Bad news....
Hollings has been on this kick for a while. He's very eccentric, but I don't know how he winds up on this side of the issue - not a lot of media companies in South Carolina that I know of.
This looks like a classic shell game. Sure, the media types are worried about file transfers, but most consumers are more or less willing to pay for music if someone creates an economically appropriate model (broad range of choice, decent quality, individual file selection rather than aggregated packages, etc.). I like a free lunch too, but lets get realistic. Those days are going fast, amybe gone.
What's more interesting to them is this. By using the P2P issue as a wedge, they can radically restructure a company-user balance that (in their view) has been out of whack since Sony/Betamax. We talked about this in another forum - they're changing the basic license (that has always carried with it a fair use component) by eliminating portability and the right to manipulate your files for personal and entirely legal purposes. And when people complain about it, their rationale is they're combatting copyright violation.
So, when the technology develops to the point where it can limit reproduction, you will wind up with a tiered payment system. So much for a file that can be downloaded and played only in its original environment. Add another x$ for the right to make up to y copies, Add another x$ for the right to make from y 1 to z copies. And so on.
These guys aren't as stupid as we'd like to believe. To repeat prior rants, they understand at long last that this is a new product and a new technology that will allow them to alter the existing paradigm, if they're clever in how they use traditional copyright issuues to mask what they're really up to.

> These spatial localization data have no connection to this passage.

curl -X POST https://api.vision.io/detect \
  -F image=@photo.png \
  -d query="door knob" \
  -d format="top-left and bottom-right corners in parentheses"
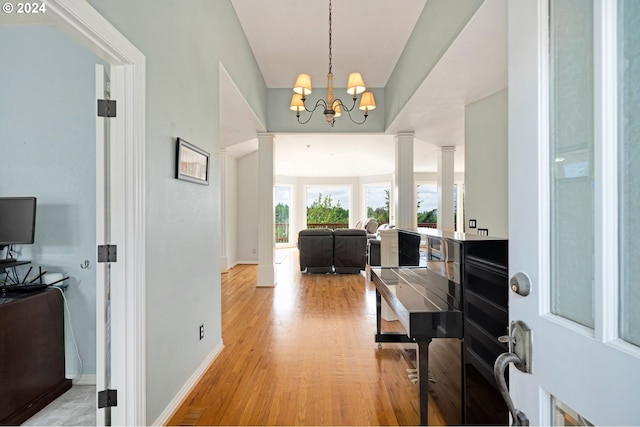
top-left (494, 320), bottom-right (532, 426)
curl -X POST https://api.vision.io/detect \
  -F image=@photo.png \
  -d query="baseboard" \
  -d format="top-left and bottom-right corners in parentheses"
top-left (68, 373), bottom-right (96, 385)
top-left (235, 260), bottom-right (258, 265)
top-left (151, 340), bottom-right (225, 426)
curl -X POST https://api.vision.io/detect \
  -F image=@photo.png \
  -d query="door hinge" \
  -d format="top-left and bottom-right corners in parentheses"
top-left (98, 245), bottom-right (118, 263)
top-left (97, 99), bottom-right (117, 117)
top-left (98, 389), bottom-right (118, 408)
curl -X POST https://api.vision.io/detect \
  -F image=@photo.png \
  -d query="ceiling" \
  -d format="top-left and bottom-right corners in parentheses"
top-left (222, 0), bottom-right (507, 177)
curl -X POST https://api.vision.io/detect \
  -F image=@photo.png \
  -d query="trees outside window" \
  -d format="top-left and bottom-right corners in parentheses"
top-left (275, 186), bottom-right (290, 243)
top-left (417, 183), bottom-right (438, 227)
top-left (306, 187), bottom-right (350, 228)
top-left (365, 184), bottom-right (390, 224)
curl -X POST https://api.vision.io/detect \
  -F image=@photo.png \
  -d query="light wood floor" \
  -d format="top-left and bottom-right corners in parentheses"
top-left (167, 249), bottom-right (446, 426)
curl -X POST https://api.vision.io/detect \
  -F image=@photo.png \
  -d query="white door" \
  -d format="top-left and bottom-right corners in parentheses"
top-left (508, 1), bottom-right (640, 425)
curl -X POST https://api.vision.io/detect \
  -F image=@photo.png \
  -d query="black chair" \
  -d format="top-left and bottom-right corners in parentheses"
top-left (298, 228), bottom-right (334, 273)
top-left (333, 229), bottom-right (367, 273)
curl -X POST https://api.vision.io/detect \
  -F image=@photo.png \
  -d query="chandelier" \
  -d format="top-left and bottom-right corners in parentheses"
top-left (289, 0), bottom-right (376, 127)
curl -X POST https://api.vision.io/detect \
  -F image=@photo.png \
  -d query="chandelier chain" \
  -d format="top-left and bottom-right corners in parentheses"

My niece is heavily involved in the efforts of the Electronic Frontier Foundation to combat these abuses. These are her views in part:
"I'm hoping we'll see an expansion of the copyright misuse doctrine soon -
whether in Napster, the hardware/media licensing schemes for DVD, or
leverage copyright holders have been trying to extract from their
monopolies in other areas, even with the overbroad cease and desists they
send."
The EFF can be a significant force in combatting these schemes - probably mroe effective than writing a congressman/woman, who checks the contribution list anad throws the letter in the circular file. Check out
www.eff.org.
Thanks for putting up with this. Whenever I think about the Brave New World these rascals are creating for us, it gets my weather up. Nothing a couple of good Scotch Ales won't cure.